Quels souvenirs conservez-vous de votre temps passé à l’X et de votre formation MSc&T ?
Plusieurs souvenirs me viennent à l’esprit :
-    La première semaine à l’X, lorsque nous avons eu une longue journée de jeu de simulation d’entreprise : nous collaborions et nous nous challengions, entre équipe, pour gérer les performances financières d’une entreprise. C’était très sympa, surtout que mon équipe a gagné.
-    Déjeuner à la table voisine de celle d’un lauréat du Prix Nobel, Gérard Mourou, au Restaurant Magnan ; entourée de façon tout à fait normale, de certaines des personnalités les plus brillantes du monde.
-    Le Bal de l’X au Château de Versailles était extraordinaire ; je me suis vraiment sentie transportée à une autre époque.

Quelles sont vos ambitions pour le futur ?
Jusqu’à présent, j’ai vécu ma vie comme une personne curieuse dotée de nombreux centres d’intérêts, mais surtout avec comme objectif premier d’avoir un impact positif sur le monde, à travers mon travail. Dans l’immédiat, mon ambition est de continuer à apprendre et éventuellement de devenir entrepreneur.
Sur mon temps libre, je dirige également une ONG qui crée un espace sur internet pour les peuples autochtones afin que nous puissions exprimer notre culture, notre art et notre littérature. Ce projet de partage de connaissances s’appelle « The Indegenous » et jusqu’à présent nous avons créé une base de données sur plus de 150 groupes tribaux de la région dans laquelle j’ai grandi : nord-est de l’Inde. La base de données est compilée par des chercheurs autochtones.

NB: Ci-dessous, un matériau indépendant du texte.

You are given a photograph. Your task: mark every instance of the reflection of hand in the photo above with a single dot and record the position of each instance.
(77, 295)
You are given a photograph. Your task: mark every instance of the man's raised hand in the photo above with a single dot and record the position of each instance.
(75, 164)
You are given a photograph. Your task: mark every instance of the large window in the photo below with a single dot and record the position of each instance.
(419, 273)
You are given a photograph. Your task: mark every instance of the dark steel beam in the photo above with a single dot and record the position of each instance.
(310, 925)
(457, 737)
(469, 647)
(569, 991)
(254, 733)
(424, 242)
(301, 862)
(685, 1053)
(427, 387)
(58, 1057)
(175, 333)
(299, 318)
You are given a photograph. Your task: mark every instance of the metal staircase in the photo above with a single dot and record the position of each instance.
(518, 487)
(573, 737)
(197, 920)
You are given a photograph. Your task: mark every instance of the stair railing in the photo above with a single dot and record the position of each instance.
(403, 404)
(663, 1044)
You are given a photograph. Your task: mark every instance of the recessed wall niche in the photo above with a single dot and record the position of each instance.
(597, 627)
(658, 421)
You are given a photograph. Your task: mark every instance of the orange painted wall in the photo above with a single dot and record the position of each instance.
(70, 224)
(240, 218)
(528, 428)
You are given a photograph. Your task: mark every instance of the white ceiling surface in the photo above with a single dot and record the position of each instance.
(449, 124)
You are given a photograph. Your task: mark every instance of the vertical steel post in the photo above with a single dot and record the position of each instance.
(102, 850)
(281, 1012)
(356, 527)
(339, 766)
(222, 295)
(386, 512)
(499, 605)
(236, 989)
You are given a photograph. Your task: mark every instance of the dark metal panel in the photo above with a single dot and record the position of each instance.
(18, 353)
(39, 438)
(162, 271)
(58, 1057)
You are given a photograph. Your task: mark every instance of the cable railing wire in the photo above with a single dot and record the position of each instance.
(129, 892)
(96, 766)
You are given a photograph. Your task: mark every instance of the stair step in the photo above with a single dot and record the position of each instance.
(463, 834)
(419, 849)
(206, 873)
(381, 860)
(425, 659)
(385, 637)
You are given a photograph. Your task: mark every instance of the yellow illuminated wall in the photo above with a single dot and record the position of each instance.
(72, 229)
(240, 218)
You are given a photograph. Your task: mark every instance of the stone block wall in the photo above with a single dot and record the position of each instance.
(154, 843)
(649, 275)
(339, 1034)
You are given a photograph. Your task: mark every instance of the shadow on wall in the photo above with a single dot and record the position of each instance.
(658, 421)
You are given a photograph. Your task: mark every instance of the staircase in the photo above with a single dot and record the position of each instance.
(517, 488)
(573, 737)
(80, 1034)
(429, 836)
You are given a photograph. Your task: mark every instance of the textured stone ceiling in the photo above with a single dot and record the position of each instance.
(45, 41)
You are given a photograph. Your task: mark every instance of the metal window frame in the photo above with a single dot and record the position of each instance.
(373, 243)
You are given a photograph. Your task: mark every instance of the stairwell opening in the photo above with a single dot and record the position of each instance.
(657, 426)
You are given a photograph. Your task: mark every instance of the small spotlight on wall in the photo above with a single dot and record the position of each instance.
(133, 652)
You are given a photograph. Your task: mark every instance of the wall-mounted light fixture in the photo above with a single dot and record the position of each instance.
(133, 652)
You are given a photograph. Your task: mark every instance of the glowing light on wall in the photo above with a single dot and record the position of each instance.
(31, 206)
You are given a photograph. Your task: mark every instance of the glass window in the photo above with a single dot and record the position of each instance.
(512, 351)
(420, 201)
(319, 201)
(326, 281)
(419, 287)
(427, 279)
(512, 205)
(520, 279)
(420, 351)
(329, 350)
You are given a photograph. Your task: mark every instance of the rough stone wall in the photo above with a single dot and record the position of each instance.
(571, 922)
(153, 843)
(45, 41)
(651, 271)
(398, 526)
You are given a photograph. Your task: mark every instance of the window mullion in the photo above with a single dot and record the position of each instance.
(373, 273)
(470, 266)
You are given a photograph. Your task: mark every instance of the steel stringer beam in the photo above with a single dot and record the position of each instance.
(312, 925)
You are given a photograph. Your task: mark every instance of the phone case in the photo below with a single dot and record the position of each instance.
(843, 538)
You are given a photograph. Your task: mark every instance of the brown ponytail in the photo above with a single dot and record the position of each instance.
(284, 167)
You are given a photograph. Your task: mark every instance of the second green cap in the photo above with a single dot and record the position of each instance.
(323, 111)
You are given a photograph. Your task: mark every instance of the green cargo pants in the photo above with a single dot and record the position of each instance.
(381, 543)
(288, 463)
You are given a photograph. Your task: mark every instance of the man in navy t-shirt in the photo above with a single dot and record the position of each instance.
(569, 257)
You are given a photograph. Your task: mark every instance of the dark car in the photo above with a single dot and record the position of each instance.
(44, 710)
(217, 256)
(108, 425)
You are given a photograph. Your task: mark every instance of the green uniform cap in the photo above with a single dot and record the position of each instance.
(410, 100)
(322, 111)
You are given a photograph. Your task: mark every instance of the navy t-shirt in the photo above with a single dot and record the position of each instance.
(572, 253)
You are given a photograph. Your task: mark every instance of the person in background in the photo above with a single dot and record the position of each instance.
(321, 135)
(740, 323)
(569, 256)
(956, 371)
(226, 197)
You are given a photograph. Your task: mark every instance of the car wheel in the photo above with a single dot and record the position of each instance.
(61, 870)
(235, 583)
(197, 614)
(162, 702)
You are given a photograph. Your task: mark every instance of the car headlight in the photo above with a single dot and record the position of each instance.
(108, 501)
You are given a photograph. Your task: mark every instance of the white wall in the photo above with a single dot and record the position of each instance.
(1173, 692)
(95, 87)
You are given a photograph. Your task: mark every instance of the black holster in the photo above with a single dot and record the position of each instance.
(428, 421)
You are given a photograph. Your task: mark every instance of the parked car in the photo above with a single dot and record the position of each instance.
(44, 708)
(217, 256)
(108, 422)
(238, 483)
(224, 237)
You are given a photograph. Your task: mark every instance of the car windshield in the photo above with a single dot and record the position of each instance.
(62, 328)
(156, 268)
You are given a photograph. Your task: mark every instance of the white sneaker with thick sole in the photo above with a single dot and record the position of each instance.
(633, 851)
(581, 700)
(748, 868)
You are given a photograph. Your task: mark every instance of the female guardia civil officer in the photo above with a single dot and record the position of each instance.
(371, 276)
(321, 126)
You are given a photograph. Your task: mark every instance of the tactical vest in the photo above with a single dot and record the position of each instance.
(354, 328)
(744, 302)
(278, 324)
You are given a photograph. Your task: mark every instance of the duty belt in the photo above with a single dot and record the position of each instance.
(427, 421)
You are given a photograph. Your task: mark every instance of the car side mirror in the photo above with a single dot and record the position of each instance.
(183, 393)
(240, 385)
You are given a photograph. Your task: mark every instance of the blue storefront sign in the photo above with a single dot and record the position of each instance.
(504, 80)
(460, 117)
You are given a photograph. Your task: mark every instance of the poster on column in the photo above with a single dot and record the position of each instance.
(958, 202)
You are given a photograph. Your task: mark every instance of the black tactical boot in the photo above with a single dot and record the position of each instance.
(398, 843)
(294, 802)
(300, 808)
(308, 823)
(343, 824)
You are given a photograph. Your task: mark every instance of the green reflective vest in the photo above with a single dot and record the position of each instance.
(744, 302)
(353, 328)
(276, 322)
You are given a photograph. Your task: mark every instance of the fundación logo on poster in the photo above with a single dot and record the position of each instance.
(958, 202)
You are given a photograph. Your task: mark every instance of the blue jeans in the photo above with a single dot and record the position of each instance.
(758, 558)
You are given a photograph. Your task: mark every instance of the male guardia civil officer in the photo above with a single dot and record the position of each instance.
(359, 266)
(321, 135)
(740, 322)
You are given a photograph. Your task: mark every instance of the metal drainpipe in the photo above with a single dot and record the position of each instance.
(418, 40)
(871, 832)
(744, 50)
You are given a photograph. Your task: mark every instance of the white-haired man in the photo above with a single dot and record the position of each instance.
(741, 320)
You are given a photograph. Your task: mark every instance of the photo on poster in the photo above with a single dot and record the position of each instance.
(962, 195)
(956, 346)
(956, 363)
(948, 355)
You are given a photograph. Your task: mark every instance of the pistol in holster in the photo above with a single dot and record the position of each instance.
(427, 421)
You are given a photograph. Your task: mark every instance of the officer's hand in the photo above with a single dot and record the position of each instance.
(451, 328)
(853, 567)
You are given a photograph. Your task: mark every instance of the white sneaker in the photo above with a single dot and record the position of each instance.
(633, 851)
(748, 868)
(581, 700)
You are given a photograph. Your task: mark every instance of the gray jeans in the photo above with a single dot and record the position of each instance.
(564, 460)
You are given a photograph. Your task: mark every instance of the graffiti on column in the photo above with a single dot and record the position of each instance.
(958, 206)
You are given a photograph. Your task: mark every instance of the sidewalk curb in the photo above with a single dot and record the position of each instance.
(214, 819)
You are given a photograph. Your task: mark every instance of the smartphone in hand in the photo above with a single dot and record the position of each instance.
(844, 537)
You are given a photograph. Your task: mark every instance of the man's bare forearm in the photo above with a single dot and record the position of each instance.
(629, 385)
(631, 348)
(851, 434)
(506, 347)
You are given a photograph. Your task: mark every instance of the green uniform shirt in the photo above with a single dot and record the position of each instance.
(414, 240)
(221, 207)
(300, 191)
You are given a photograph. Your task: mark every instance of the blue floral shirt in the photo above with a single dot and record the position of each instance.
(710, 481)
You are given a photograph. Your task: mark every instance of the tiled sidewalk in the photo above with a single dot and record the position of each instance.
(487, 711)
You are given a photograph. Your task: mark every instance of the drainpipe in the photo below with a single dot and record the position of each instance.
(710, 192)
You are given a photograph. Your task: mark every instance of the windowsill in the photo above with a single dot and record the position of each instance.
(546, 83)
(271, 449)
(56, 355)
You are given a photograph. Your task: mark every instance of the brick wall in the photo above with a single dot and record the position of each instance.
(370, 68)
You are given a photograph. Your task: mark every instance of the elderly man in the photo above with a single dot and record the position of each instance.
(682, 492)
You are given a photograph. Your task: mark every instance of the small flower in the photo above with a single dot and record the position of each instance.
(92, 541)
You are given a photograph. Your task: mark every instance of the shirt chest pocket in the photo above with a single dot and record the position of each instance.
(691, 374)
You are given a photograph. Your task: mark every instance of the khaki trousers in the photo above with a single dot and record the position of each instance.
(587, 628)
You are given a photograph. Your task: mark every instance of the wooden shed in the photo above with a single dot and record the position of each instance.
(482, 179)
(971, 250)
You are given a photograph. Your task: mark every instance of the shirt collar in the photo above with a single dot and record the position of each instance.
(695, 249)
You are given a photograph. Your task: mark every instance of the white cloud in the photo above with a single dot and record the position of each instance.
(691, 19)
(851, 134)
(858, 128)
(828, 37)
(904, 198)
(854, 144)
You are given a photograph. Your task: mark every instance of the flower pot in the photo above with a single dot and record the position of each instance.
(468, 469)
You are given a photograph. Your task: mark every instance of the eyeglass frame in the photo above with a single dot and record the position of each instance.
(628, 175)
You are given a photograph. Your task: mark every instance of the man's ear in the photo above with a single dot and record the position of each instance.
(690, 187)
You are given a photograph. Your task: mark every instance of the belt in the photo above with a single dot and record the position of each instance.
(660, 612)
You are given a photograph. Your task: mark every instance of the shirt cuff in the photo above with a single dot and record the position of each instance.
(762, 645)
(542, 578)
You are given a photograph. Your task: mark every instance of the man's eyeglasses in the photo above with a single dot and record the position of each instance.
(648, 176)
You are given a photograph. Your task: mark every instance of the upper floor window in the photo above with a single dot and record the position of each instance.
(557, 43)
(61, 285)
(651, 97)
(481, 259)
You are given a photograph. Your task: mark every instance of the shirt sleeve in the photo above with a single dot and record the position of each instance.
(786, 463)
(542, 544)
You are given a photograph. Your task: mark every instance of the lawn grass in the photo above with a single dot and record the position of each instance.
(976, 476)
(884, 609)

A plus long terme, j’espère que « The Indegenous » se développera et deviendra une organisation internationale qui mettra en lumière les peuples autochtones. L’objectif est de récupérer et traduire le savoir qui a été perdu à cause de l’homogénéisation des cultures à travers une hégémonie mondialisée. Par exemple, il existe plus de 5000 langues parlées par des peuples autochtones et si nous ne les documentons pas ou ne les traduisons pas, elles disparaitront, à mesure que les enfants vont à l’université et parlent l’anglais comme langue principale.